As part of its efforts to explore wireless opportunities, Showtime has introduced a new “mobile store” at its Sho.com Web site, where viewers can buy ringtones and cast photos for the popular show “The L Word.” The mobile store is part of a larger wireless effort at Showtime that has included text messaging, chats and polling. The network plans to introduce additional wireless content for other Showtime originals this spring, including “Fat Actress” next month and “Queer as Folk” in April.
Hi-Def Rollouts on Tap for NAB
Visitors to the National Association of Broadcasters convention in Las Vegas in mid-April can expect to see from leading broadcast manufacturers new product introductions that embrace high definition. Thomson has seen an increase in the use of its Grass Valley HD technology, concurrent with the increase in HD programming across cable and broadcast outlets. Thomson plans to introduce at the show a new single-format HD camera, the LDK 4000, for local stations and small production studios. The camera starts at $58,900, compared with $91,800 for Thomson’s high-end camera.
Vizrt plans to showcase a number of HD-ready graphics products, including an HD version of its character generator and a localized version of its weather software that allows for HD production. Server maker Omneon said it will introduce a new server system that lets broadcasters play back content simultaneously in high definition and standard definition. Pinnacle Systems plans to launch HD versions of its popular standard-definition products, such as its character generators.

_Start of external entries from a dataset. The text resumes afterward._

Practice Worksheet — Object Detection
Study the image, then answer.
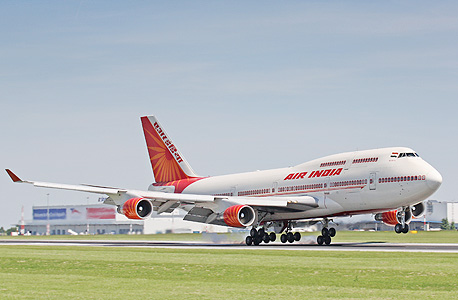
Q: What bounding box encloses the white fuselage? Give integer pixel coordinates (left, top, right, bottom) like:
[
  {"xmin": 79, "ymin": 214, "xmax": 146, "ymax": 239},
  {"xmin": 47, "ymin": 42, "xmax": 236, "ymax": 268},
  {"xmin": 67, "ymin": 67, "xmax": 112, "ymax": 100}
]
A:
[{"xmin": 149, "ymin": 147, "xmax": 442, "ymax": 221}]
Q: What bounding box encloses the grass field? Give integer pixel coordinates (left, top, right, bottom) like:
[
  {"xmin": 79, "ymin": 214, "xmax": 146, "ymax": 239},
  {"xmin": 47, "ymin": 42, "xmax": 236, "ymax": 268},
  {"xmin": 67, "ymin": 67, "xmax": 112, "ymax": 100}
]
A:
[
  {"xmin": 0, "ymin": 231, "xmax": 458, "ymax": 243},
  {"xmin": 0, "ymin": 246, "xmax": 458, "ymax": 299}
]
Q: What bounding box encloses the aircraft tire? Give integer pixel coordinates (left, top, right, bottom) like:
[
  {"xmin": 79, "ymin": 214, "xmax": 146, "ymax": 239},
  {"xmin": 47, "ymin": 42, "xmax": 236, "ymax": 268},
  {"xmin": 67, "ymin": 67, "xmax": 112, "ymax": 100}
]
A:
[
  {"xmin": 402, "ymin": 224, "xmax": 409, "ymax": 234},
  {"xmin": 262, "ymin": 232, "xmax": 270, "ymax": 244},
  {"xmin": 316, "ymin": 235, "xmax": 324, "ymax": 246},
  {"xmin": 269, "ymin": 232, "xmax": 277, "ymax": 242},
  {"xmin": 250, "ymin": 227, "xmax": 258, "ymax": 238},
  {"xmin": 253, "ymin": 236, "xmax": 261, "ymax": 246},
  {"xmin": 286, "ymin": 232, "xmax": 294, "ymax": 243},
  {"xmin": 321, "ymin": 227, "xmax": 329, "ymax": 236}
]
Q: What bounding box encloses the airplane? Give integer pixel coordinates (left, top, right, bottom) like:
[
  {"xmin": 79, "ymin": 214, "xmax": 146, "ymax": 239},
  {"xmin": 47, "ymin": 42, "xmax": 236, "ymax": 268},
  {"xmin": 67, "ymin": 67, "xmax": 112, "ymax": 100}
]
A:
[{"xmin": 6, "ymin": 116, "xmax": 442, "ymax": 245}]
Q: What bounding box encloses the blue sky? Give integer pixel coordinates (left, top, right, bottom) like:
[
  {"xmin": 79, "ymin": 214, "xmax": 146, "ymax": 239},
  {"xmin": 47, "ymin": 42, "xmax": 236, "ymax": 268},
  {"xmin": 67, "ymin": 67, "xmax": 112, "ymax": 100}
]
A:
[{"xmin": 0, "ymin": 1, "xmax": 458, "ymax": 226}]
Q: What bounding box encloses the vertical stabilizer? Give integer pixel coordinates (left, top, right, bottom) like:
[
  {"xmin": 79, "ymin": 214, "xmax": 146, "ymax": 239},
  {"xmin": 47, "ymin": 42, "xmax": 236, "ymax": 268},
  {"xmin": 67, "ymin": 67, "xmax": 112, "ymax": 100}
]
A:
[{"xmin": 141, "ymin": 116, "xmax": 199, "ymax": 182}]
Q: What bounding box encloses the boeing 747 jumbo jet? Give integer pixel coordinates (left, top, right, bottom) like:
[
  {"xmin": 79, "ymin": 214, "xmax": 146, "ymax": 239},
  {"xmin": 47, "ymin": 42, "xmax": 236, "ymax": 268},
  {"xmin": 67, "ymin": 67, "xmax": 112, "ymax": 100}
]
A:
[{"xmin": 6, "ymin": 116, "xmax": 442, "ymax": 245}]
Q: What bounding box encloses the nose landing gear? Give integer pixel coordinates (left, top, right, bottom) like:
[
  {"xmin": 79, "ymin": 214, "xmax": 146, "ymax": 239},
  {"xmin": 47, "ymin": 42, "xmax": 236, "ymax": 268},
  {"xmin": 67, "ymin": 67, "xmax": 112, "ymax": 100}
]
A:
[
  {"xmin": 394, "ymin": 207, "xmax": 409, "ymax": 234},
  {"xmin": 316, "ymin": 218, "xmax": 336, "ymax": 246}
]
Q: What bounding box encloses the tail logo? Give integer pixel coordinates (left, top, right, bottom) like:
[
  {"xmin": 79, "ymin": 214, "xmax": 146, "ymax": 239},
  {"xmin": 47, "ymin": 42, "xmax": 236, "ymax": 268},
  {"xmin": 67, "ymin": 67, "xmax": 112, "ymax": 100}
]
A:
[{"xmin": 142, "ymin": 117, "xmax": 192, "ymax": 182}]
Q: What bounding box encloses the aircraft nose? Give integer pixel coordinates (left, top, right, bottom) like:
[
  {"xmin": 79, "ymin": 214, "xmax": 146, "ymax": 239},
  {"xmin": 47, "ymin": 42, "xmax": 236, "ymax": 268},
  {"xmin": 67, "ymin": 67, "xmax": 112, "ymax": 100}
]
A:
[{"xmin": 426, "ymin": 169, "xmax": 442, "ymax": 192}]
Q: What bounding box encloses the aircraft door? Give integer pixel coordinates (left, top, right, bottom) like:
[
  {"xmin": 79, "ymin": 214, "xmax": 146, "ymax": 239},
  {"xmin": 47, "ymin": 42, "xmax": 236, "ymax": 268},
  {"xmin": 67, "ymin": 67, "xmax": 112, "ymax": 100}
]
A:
[
  {"xmin": 271, "ymin": 181, "xmax": 278, "ymax": 195},
  {"xmin": 369, "ymin": 173, "xmax": 377, "ymax": 191}
]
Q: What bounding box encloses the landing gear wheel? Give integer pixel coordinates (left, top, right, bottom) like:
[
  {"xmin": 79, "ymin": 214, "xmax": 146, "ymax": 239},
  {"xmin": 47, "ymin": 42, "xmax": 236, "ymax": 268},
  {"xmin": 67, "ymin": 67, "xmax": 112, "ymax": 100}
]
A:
[
  {"xmin": 253, "ymin": 236, "xmax": 261, "ymax": 246},
  {"xmin": 316, "ymin": 235, "xmax": 324, "ymax": 246},
  {"xmin": 321, "ymin": 227, "xmax": 329, "ymax": 236},
  {"xmin": 269, "ymin": 232, "xmax": 277, "ymax": 242},
  {"xmin": 286, "ymin": 232, "xmax": 294, "ymax": 243},
  {"xmin": 262, "ymin": 233, "xmax": 270, "ymax": 244},
  {"xmin": 250, "ymin": 227, "xmax": 258, "ymax": 237},
  {"xmin": 402, "ymin": 224, "xmax": 409, "ymax": 233}
]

Also on display will be new automation options for broadcasters. OmniBus Systems will introduce an upgraded version of its OPUS suite of content-management products that includes new automation products for transmission, device access and operation, and facilities operations.
Thomson said it will introduce a new system called Ignite that links the newsroom, control room and next-generation automation software used at TV stations. The system will let stations produce and air live news and entertainment using only one or two operators, Thomson said. It is also designed to help stations share content on the Internet.
Finally, broadcast equipment provider heavyweight Harris Corp. plans to demonstrate a solution for mobile content that will allow broadcasters to create content, move it through the production chain and deliver it to mobile devices, as broadcasters start to move into the world of delivering content to cellphones.